Blown Out – Drifting Way Out Between Suns

Riot Season

Blown Out – Drifting Way Out Between SunsRight, you know that moment in sword and sorcery films where the hero climbs to the top of a peak to see what’s going on and his jaw drops because in the valley below is an orc army thousands and thousands strong? Well, this album would make a great soundtrack for one of those moments.

Two spiralling tracks of unashamed freak out make up Blown Out‘s Drifting Way Out Between Suns that will lead you towards worlds where ancient civilizations once existed and where the black lotus leads your mind into a drug-fuelled fug.

Side one’s colossal title track already hints at its cosmic expanse from the opening few seconds and from its title. This is trip-out music, a mulch of Acid Mothers Temple and early Hawkwind mixed into a blissed-out, space-trucking guide through galactic other worlds. Bass and drums churn restlessly while wild echo-soaked guitar plays a whirling dervish of notes that could have helped the collapse of Atlantis and signalled the rise of the sons of Aryas.

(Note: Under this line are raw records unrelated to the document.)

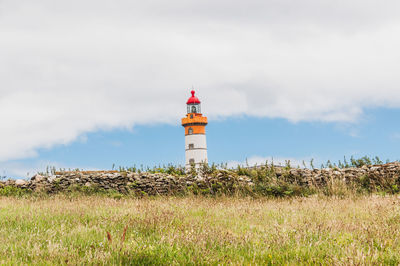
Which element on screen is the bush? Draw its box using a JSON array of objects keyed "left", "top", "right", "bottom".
[{"left": 0, "top": 186, "right": 31, "bottom": 197}]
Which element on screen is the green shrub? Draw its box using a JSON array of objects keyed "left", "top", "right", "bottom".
[
  {"left": 358, "top": 174, "right": 371, "bottom": 190},
  {"left": 0, "top": 186, "right": 31, "bottom": 197}
]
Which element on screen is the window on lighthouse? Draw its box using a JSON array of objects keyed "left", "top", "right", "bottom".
[
  {"left": 187, "top": 104, "right": 201, "bottom": 114},
  {"left": 189, "top": 144, "right": 194, "bottom": 149},
  {"left": 188, "top": 127, "right": 193, "bottom": 135}
]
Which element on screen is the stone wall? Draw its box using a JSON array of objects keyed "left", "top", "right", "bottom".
[
  {"left": 0, "top": 170, "right": 254, "bottom": 195},
  {"left": 1, "top": 162, "right": 400, "bottom": 195},
  {"left": 273, "top": 162, "right": 400, "bottom": 188}
]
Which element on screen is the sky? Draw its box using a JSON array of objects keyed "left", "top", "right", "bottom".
[{"left": 1, "top": 0, "right": 400, "bottom": 177}]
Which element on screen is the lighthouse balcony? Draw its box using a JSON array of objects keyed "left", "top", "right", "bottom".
[{"left": 181, "top": 116, "right": 208, "bottom": 126}]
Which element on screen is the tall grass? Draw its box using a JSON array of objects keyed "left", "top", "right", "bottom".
[{"left": 1, "top": 195, "right": 400, "bottom": 264}]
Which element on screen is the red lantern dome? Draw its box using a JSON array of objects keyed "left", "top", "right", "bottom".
[{"left": 186, "top": 90, "right": 201, "bottom": 104}]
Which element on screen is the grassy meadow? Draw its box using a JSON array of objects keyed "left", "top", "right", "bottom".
[{"left": 1, "top": 195, "right": 400, "bottom": 265}]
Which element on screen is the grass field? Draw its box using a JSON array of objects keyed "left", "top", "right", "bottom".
[{"left": 1, "top": 195, "right": 400, "bottom": 265}]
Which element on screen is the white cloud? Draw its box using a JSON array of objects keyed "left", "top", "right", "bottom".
[
  {"left": 0, "top": 160, "right": 99, "bottom": 179},
  {"left": 390, "top": 133, "right": 400, "bottom": 140},
  {"left": 1, "top": 0, "right": 400, "bottom": 161}
]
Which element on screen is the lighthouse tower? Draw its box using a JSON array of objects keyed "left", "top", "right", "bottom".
[{"left": 182, "top": 90, "right": 208, "bottom": 170}]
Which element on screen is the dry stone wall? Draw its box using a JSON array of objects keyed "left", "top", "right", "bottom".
[
  {"left": 2, "top": 162, "right": 400, "bottom": 195},
  {"left": 1, "top": 170, "right": 253, "bottom": 195}
]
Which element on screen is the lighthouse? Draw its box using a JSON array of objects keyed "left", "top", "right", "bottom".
[{"left": 182, "top": 90, "right": 208, "bottom": 170}]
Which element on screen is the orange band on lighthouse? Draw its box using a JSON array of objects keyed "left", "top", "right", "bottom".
[
  {"left": 181, "top": 115, "right": 208, "bottom": 126},
  {"left": 184, "top": 125, "right": 206, "bottom": 135}
]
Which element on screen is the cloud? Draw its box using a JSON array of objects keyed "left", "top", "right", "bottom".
[
  {"left": 390, "top": 133, "right": 400, "bottom": 140},
  {"left": 0, "top": 161, "right": 55, "bottom": 179},
  {"left": 0, "top": 160, "right": 99, "bottom": 179},
  {"left": 1, "top": 0, "right": 400, "bottom": 161}
]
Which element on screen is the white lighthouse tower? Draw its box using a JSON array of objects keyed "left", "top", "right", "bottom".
[{"left": 181, "top": 90, "right": 208, "bottom": 170}]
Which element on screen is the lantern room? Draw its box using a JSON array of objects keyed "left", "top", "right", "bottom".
[{"left": 186, "top": 90, "right": 201, "bottom": 114}]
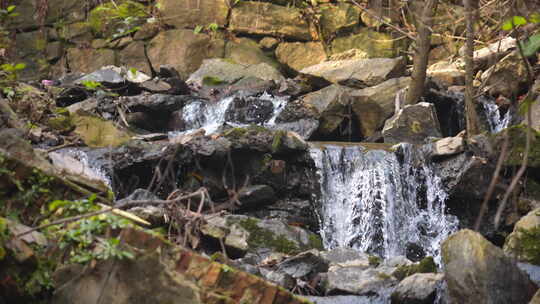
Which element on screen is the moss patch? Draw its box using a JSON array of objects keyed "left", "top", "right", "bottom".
[
  {"left": 513, "top": 227, "right": 540, "bottom": 265},
  {"left": 392, "top": 256, "right": 437, "bottom": 280},
  {"left": 238, "top": 218, "right": 301, "bottom": 255}
]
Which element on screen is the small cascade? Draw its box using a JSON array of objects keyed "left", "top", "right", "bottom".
[
  {"left": 55, "top": 148, "right": 112, "bottom": 187},
  {"left": 480, "top": 96, "right": 511, "bottom": 133},
  {"left": 169, "top": 92, "right": 288, "bottom": 137},
  {"left": 310, "top": 143, "right": 458, "bottom": 263}
]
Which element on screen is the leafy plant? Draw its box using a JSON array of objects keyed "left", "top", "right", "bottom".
[
  {"left": 0, "top": 63, "right": 26, "bottom": 97},
  {"left": 80, "top": 80, "right": 102, "bottom": 91},
  {"left": 502, "top": 13, "right": 540, "bottom": 57},
  {"left": 87, "top": 0, "right": 148, "bottom": 40}
]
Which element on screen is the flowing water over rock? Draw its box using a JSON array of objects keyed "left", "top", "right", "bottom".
[
  {"left": 480, "top": 96, "right": 511, "bottom": 133},
  {"left": 309, "top": 143, "right": 458, "bottom": 263}
]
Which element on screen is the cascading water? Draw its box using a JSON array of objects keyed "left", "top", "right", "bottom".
[
  {"left": 480, "top": 96, "right": 510, "bottom": 133},
  {"left": 169, "top": 92, "right": 288, "bottom": 137},
  {"left": 309, "top": 143, "right": 458, "bottom": 263},
  {"left": 53, "top": 148, "right": 112, "bottom": 187}
]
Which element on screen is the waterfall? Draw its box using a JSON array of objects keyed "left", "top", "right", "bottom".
[
  {"left": 480, "top": 96, "right": 511, "bottom": 133},
  {"left": 310, "top": 143, "right": 458, "bottom": 263},
  {"left": 169, "top": 92, "right": 288, "bottom": 137}
]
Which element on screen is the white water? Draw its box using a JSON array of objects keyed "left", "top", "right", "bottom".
[
  {"left": 168, "top": 92, "right": 288, "bottom": 138},
  {"left": 54, "top": 148, "right": 112, "bottom": 187},
  {"left": 480, "top": 97, "right": 510, "bottom": 133},
  {"left": 310, "top": 143, "right": 458, "bottom": 263}
]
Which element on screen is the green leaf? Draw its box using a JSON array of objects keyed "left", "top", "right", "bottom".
[
  {"left": 14, "top": 63, "right": 26, "bottom": 70},
  {"left": 520, "top": 33, "right": 540, "bottom": 57},
  {"left": 502, "top": 16, "right": 528, "bottom": 30},
  {"left": 530, "top": 13, "right": 540, "bottom": 24},
  {"left": 193, "top": 25, "right": 203, "bottom": 34},
  {"left": 6, "top": 5, "right": 15, "bottom": 13}
]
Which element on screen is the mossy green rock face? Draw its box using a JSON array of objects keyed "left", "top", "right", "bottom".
[
  {"left": 72, "top": 114, "right": 132, "bottom": 148},
  {"left": 504, "top": 208, "right": 540, "bottom": 265},
  {"left": 229, "top": 2, "right": 312, "bottom": 41},
  {"left": 442, "top": 229, "right": 538, "bottom": 304},
  {"left": 330, "top": 28, "right": 407, "bottom": 58},
  {"left": 275, "top": 42, "right": 327, "bottom": 72},
  {"left": 157, "top": 0, "right": 229, "bottom": 29}
]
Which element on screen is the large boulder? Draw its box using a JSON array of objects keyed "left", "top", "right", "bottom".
[
  {"left": 350, "top": 77, "right": 411, "bottom": 137},
  {"left": 504, "top": 208, "right": 540, "bottom": 265},
  {"left": 391, "top": 273, "right": 444, "bottom": 304},
  {"left": 442, "top": 229, "right": 538, "bottom": 304},
  {"left": 229, "top": 2, "right": 312, "bottom": 41},
  {"left": 147, "top": 29, "right": 224, "bottom": 79},
  {"left": 330, "top": 28, "right": 406, "bottom": 59},
  {"left": 319, "top": 3, "right": 360, "bottom": 39},
  {"left": 225, "top": 38, "right": 281, "bottom": 67},
  {"left": 186, "top": 58, "right": 284, "bottom": 87},
  {"left": 156, "top": 0, "right": 229, "bottom": 29},
  {"left": 275, "top": 42, "right": 327, "bottom": 72},
  {"left": 427, "top": 60, "right": 465, "bottom": 87},
  {"left": 323, "top": 265, "right": 398, "bottom": 296},
  {"left": 382, "top": 102, "right": 442, "bottom": 144},
  {"left": 66, "top": 48, "right": 116, "bottom": 74},
  {"left": 480, "top": 51, "right": 528, "bottom": 98},
  {"left": 297, "top": 84, "right": 351, "bottom": 135}
]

At points the music spirals around, and the lead guitar gets very Hendrix-like at times as the band lays into a stoner groove and the weedian master rises from the smoke, his cloak of leaves billowing about him. Everything about the track is designed to take your mind to a different landscape and let it wander there for a time (twenty minutes to be exact). This is psychedelic music for the Rodney Matthews poster generation.

Track (side) two is called “Quantum Shift On Plague Mothership” and is a twenty-one minute epic that starts with doom drone notes to which a tolling space echoed guitar sends warnings and portents to the dangers of travelling so far from mother Earth. Here you are so far out that Pluto is your nearest neighbour. This is the kind of track you would put on if you were running the old RPG game Traveller. It’s man drifting alone in the void in pristine spacecraft being separated from the rest of humanity and letting the endless nothing of the cosmos enter his mind. This is Jack Kirby’s 2001 adaptation, this is a multi-coloured trip to the monolith.

The music gains a certain amount of urgency as the track progresses, but all the while the lead guitar pushes the sound out further and further. The bass and drums here still hold some semblance of creating rhythms by which to reach the sky. You are beyond the solar wind and there’s only one route ahead of you. It owes allegiance to space rock, but is more like inner space rock. Put it on and leave planet Earth behind for a while.

Whether you’re standing at the edge of that peak or the edge of the universe, Drifting Way Out Between Suns is for you.